2. The walking clamping device for detecting a building wall according to claim 1, characterized in that: A through groove is provided at the bottom of the inner wall of the box (3) on one side. The box (3) has three through grooves, which are arranged horizontally and vertically in sequence. Bottom wheels (9) are symmetrically arranged on the lower surface of the metering box (7). The bottom of the bottom wheel (9) is in contact with the through groove of the box (3).

3. The walking clamping device for detecting a building wall according to claim 1, characterized in that: The sliding structure (10) includes a support plate (101), and the support plate (101) is in the shape of an inverted T. A semi-circular groove is provided at the center of the lower surface of the support plate (101). The semi-circular groove of the support plate (101) is in contact with the upper surface of the track (11). A rotating shaft (102) is installed in the inner cavity of the support plate (101). A wheel (103) is installed on the outer wall of the rotating shaft (102). The wheel (103) is rotatably connected to the support plate (101) through the rotating shaft (102). The bottom of the wheel (103) is in contact with the upper surface of the base plate (1).
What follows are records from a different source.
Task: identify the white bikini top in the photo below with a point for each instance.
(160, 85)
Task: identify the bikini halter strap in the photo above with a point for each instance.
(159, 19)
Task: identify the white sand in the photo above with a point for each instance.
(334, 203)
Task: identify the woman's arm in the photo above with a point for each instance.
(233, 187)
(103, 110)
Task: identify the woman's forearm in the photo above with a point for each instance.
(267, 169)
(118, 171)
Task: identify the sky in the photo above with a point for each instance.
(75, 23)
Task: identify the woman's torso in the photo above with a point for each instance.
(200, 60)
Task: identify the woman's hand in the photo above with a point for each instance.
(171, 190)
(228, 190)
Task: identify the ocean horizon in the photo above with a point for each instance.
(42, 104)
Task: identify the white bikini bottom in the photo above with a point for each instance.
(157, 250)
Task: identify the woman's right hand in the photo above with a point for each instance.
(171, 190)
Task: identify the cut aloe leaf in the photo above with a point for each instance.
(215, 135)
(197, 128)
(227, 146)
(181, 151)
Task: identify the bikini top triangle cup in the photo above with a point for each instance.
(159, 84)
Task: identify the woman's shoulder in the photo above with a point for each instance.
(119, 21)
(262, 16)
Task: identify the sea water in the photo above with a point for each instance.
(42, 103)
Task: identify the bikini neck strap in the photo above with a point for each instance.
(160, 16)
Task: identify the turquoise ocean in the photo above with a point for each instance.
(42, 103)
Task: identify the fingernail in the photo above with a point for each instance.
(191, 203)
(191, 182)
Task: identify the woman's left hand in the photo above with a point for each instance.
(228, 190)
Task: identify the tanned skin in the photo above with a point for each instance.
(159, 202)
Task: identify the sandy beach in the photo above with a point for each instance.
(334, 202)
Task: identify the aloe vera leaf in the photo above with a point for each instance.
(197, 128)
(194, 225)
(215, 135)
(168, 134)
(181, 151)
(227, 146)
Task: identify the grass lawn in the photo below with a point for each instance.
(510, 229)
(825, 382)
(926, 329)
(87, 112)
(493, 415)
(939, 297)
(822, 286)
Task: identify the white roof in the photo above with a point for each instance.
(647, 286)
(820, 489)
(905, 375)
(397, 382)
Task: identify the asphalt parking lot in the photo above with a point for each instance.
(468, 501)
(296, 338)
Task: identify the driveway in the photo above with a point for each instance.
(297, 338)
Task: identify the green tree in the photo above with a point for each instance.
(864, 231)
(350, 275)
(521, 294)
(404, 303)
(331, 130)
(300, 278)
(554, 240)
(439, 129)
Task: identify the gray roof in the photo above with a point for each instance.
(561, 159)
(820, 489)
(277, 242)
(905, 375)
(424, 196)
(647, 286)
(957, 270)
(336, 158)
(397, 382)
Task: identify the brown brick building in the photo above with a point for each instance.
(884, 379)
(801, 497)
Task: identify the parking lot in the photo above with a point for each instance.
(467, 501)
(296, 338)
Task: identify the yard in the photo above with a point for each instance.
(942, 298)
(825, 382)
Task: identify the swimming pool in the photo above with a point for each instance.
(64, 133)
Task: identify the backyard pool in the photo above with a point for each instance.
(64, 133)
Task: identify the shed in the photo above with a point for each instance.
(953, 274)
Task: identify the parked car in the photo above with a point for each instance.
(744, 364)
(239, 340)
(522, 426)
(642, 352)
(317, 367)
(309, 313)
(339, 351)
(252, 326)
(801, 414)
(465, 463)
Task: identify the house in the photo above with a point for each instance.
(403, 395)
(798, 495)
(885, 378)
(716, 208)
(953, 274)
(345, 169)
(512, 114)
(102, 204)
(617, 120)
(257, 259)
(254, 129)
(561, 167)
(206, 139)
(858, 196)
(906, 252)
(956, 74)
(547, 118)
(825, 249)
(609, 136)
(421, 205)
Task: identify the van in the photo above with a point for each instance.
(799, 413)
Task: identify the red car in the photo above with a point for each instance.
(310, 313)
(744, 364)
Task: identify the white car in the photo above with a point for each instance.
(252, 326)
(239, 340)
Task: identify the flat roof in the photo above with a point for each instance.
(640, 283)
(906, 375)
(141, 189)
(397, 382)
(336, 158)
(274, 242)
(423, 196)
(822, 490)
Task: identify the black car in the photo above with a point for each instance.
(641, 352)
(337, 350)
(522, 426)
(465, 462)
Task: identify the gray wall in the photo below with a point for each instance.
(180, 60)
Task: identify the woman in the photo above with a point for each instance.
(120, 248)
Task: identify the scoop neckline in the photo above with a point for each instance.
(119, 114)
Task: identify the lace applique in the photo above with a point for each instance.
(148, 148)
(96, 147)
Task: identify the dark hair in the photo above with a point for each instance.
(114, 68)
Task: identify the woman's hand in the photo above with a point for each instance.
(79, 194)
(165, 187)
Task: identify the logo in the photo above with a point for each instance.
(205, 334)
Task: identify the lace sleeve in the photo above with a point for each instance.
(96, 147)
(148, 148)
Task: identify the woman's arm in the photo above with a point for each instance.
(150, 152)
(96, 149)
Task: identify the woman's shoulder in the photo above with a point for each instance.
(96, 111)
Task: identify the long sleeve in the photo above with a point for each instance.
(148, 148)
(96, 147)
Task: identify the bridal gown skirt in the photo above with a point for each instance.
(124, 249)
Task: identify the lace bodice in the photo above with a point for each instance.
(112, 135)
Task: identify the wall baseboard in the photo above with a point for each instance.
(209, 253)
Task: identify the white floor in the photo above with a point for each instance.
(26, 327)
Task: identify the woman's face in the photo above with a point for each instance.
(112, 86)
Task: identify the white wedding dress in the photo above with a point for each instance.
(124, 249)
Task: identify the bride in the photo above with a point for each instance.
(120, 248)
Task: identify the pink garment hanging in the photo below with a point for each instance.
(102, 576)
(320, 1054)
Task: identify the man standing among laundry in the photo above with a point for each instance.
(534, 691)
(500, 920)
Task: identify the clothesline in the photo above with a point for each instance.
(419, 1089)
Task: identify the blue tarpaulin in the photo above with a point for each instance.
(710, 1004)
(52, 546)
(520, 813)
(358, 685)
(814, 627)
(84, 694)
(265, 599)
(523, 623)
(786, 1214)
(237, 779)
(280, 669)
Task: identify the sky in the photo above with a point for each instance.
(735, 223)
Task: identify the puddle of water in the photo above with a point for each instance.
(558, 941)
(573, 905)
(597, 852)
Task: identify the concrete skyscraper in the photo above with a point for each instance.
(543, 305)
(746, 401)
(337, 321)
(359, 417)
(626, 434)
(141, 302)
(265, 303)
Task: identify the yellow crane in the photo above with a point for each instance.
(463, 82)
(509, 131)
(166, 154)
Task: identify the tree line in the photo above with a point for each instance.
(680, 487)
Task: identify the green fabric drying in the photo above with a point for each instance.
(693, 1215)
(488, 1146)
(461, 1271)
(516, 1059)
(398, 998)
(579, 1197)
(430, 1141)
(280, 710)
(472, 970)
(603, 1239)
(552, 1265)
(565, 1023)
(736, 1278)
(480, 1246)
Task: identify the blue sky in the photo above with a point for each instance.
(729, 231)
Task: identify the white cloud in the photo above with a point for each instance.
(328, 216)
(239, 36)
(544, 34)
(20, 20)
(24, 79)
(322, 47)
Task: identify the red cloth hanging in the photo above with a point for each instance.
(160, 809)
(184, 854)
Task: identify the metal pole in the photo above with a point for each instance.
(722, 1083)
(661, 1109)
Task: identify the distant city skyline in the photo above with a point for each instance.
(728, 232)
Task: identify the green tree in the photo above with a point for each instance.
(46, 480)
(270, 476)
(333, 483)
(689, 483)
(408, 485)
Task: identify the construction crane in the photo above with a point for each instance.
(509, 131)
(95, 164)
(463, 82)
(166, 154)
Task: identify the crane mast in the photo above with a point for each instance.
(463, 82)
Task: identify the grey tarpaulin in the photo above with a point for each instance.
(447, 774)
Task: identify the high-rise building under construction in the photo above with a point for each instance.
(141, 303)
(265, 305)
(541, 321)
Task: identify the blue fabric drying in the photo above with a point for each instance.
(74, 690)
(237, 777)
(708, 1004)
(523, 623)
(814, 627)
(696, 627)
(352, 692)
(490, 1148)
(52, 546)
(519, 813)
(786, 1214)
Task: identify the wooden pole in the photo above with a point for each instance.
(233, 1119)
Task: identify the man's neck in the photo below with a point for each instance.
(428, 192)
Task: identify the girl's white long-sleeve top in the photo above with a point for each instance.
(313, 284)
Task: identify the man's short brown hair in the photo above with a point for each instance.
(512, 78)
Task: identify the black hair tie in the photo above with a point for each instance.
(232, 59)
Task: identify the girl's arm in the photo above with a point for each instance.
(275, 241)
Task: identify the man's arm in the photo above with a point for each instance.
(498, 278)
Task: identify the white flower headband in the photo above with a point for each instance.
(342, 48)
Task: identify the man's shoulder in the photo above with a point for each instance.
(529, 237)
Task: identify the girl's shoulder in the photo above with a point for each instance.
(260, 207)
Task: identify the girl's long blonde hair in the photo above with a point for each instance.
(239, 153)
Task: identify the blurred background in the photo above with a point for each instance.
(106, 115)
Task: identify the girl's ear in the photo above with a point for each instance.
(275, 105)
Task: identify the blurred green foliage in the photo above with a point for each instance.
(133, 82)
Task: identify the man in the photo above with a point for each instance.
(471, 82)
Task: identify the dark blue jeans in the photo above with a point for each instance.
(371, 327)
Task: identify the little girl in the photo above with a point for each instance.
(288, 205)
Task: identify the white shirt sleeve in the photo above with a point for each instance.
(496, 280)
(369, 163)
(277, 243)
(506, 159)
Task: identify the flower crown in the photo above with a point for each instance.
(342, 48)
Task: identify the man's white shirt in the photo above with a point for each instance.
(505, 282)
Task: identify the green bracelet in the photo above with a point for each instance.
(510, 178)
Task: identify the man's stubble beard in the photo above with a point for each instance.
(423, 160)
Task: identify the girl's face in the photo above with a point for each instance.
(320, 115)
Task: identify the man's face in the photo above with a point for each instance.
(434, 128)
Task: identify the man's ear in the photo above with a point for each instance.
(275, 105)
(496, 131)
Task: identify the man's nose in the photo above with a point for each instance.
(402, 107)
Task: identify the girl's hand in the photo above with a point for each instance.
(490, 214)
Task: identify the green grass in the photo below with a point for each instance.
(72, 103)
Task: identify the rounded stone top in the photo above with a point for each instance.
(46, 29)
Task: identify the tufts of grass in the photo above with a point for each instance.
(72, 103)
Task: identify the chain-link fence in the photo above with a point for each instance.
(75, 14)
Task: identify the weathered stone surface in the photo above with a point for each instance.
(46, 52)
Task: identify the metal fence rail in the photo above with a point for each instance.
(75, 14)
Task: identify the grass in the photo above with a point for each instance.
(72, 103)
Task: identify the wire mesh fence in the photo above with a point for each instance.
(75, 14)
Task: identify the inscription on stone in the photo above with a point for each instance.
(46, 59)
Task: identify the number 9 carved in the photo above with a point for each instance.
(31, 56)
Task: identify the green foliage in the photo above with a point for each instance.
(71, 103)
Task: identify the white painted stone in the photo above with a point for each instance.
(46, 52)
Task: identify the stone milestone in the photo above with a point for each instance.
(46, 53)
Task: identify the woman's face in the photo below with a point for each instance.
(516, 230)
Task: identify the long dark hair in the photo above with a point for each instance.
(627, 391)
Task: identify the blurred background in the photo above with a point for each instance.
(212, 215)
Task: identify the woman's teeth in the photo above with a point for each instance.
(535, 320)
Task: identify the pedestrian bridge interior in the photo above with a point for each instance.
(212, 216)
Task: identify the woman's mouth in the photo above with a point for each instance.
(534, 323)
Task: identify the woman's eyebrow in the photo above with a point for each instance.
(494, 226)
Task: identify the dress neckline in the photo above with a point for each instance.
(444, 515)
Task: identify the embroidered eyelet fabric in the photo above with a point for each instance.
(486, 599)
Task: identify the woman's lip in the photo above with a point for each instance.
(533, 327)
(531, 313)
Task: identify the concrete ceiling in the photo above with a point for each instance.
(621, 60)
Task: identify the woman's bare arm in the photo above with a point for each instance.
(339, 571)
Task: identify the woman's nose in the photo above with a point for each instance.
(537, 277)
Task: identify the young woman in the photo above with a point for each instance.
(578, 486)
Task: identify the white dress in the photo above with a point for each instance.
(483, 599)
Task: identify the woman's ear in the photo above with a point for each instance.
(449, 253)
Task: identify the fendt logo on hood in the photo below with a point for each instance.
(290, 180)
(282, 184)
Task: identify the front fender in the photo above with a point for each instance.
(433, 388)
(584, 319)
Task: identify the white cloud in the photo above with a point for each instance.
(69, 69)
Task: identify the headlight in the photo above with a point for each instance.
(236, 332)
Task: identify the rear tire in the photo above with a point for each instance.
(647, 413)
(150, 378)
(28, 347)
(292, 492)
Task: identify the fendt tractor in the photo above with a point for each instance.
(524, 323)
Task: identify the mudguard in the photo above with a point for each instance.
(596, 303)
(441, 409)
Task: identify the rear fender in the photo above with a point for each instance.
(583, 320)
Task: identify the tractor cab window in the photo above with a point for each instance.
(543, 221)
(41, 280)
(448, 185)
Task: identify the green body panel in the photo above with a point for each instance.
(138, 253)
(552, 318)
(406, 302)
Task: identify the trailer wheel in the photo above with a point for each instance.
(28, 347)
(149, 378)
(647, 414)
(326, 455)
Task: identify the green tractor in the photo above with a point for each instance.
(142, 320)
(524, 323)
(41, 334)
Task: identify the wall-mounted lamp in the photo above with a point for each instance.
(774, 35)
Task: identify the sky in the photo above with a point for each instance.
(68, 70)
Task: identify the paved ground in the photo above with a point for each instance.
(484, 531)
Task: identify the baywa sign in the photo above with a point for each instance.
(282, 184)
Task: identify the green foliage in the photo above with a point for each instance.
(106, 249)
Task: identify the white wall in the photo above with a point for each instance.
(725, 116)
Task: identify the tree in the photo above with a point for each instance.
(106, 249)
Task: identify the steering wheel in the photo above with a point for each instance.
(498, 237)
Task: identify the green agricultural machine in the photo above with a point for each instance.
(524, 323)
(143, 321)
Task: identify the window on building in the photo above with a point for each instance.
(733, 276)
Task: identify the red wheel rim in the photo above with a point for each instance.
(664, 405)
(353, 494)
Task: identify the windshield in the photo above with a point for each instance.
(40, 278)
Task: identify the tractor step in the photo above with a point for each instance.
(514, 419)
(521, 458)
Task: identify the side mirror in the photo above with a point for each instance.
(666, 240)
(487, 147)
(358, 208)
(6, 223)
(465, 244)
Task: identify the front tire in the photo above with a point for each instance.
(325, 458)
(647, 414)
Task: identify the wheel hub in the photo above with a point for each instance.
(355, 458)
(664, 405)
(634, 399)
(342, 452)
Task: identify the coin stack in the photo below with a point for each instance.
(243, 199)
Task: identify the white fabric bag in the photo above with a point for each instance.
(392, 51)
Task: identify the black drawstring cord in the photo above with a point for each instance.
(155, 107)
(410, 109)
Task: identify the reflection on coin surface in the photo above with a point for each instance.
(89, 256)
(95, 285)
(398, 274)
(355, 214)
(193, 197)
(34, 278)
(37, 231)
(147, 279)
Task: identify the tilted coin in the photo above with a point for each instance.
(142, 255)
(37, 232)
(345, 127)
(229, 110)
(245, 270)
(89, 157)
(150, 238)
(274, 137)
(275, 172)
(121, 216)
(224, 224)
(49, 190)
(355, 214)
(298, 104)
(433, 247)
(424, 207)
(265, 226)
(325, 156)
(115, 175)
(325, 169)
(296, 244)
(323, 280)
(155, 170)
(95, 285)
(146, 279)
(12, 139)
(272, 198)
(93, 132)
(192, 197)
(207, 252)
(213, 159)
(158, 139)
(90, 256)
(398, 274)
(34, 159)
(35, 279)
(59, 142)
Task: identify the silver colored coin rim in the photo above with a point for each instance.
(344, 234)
4. The walking clamping device for detecting building walls according to claim 1, characterized in that: The upper surface of the specimen frame (4) is provided with an opening, which is rectangular. A bracket (12) is fixedly connected to the upper surface of the specimen frame (4). A top hydraulic cylinder (13) is fixedly connected to the center of the bracket (12). A pressure plate (14) is fixedly connected to the bottom of the top hydraulic cylinder (13). The side wall of the pressure plate (14) is clearance-fitted with the opening of the specimen frame (4). The lower surface of the pressure plate (14) is in contact with the upper surface of the wall specimen (5).

5. The walking clamping device for detecting building walls according to claim 1, characterized in that: The upper surface of the base plate (1) is symmetrically provided with side plates (15), the inner sidewalls of the two side plates (15) are fitted with the two sides of the track (11) with a clearance, and the side plates (15) are located on the front side of the box body (3).